0

I'm working in a Microsoft Fabric notebook, which uses PySpark. The API response has header 'Content-Type' = 'text/csv'. From what I see, the response.text seems to be similar to '"ColA","ColB","ColC"\r"Row1A","Row1B","Row1C", ...'. In other words, from how it's formatted, I can copy the raw Postman output, paste it in Notepad, save as .csv and it looks fine when opened up in Excel.

The response.text is about 45MB and 16K-17K rows. I would like to put the data in a DataFrame (so I can use the DF to overwrite my Fabric Lakehouse table).
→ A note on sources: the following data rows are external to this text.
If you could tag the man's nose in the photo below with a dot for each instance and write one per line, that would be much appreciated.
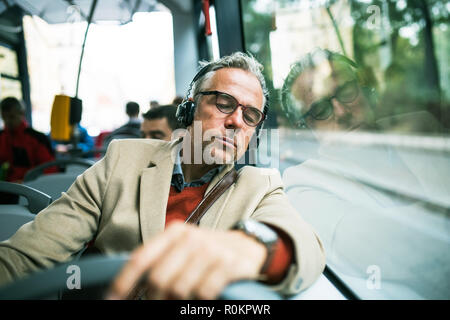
(340, 109)
(235, 120)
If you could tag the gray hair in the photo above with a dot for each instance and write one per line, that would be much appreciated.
(237, 60)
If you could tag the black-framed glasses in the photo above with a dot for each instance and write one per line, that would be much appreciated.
(227, 104)
(323, 109)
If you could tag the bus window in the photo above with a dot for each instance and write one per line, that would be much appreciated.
(361, 94)
(122, 62)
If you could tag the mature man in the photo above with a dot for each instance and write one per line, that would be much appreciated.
(21, 147)
(144, 187)
(159, 122)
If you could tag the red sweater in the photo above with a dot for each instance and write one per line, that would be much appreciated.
(181, 204)
(24, 148)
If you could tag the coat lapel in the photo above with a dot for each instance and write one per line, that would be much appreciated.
(154, 192)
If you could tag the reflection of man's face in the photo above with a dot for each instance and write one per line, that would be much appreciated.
(156, 129)
(334, 95)
(227, 136)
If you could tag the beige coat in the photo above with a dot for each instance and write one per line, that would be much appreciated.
(121, 202)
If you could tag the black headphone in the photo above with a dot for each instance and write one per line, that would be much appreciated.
(185, 110)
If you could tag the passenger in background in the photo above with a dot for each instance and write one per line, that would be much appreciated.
(21, 147)
(159, 123)
(177, 100)
(129, 130)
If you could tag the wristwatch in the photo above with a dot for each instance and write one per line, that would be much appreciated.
(263, 234)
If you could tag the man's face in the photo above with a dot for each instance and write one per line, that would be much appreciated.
(156, 129)
(12, 118)
(226, 136)
(331, 98)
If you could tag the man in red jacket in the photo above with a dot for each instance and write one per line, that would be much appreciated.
(21, 147)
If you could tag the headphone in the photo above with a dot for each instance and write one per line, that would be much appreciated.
(185, 110)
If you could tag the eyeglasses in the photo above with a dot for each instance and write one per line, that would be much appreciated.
(323, 108)
(227, 104)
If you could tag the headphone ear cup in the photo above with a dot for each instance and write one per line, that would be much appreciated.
(181, 113)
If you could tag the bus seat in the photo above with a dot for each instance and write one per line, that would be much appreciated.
(13, 216)
(72, 166)
(36, 200)
(53, 184)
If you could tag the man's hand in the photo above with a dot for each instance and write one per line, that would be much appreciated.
(187, 262)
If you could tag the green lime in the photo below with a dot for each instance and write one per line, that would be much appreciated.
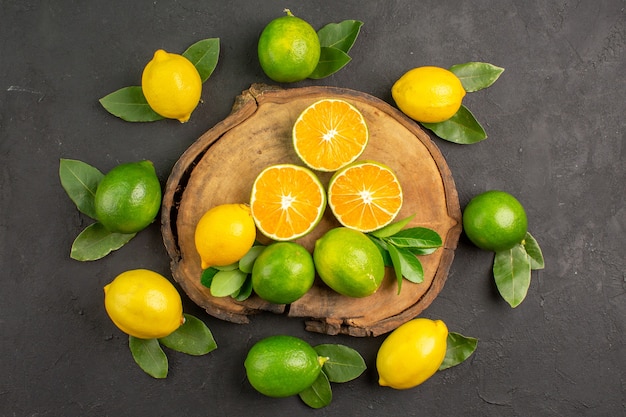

I've attempted df = spark.read.csv(responseText, header=False, schema=mySchema). The data and my schema has 64 fields. This took over 15 minutes before I cancelled the run, since I wasn't sure if I did something wrong. I plan to try it again with header=True and inferSchema=True tomorrow, but firstly, is there preprocessing I have to do to response.text before using spark.read.csv() on it? Is it supposed to take this long? Is there a more efficient way to convert it to a DataFrame? (Example: can I save the response as a .csv file within the notebook, then read.csv() from that?)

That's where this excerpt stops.